En la misma línea de significado simbólico de los actos humanos, la grafología sobrevive todavía en algunos gabinetes psicológicos. Partiendo de unos comienzos subjetivos, puramente basados en la intuición, los grafólogos han ido sistematizando esta disciplina en términos de rasgos psicológicos: introversión/extraversión, primariedad/secundariedad, etc. No hay forma conocida de demostrar que la jamba de una j simboliza una pulsión material y la de una l un anhelo espiritual, pero probablemente tampoco es casualidad que llamemos 'rastrero' a un timador, o que hablemos de un científico diciendo que 'está en las nubes'. No sé si la grafología es asignatura oficial en alguna Universidad del mundo, pero es una teoría estructurada y, con un planteamiento experimental adecuado, podría arrojar algún día resultados sorprendentes.

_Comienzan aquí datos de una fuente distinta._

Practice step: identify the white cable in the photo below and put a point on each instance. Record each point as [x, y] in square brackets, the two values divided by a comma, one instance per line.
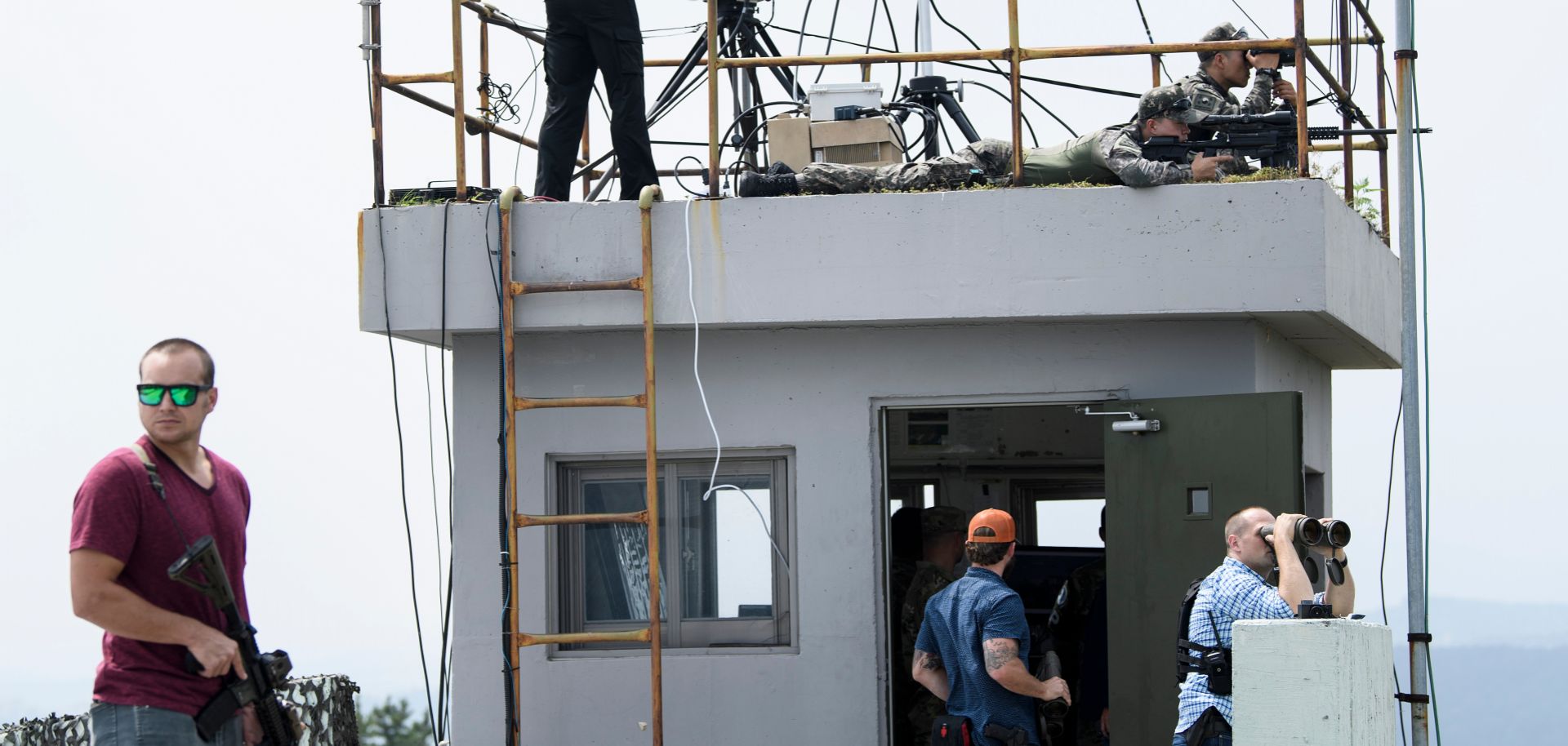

A lo largo de la historia, las teorías científicas que han conseguido explicarnos la realidad tienen tres componentes inseparables: estructura, experimentación y sentido común (este último es el que excluye la astrología). Las estructuras de estas teorías 'coquetas' podrían no ser del agrado de los popes que estudian la mente humana, pero ofrecen una alternativa interesante a los vetustos cajones de la segunda mitad del siglo XX. Si alguien encontrara algún día la forma de poner a prueba sus conceptos en un laboratorio, tal vez el coqueteo podría terminar en una relación formal, y el mundo académico no tendría más remedio que bajar la guardia y esconder los colmillos.
Que es, sorprendentemente, lo que han hecho con Langacker.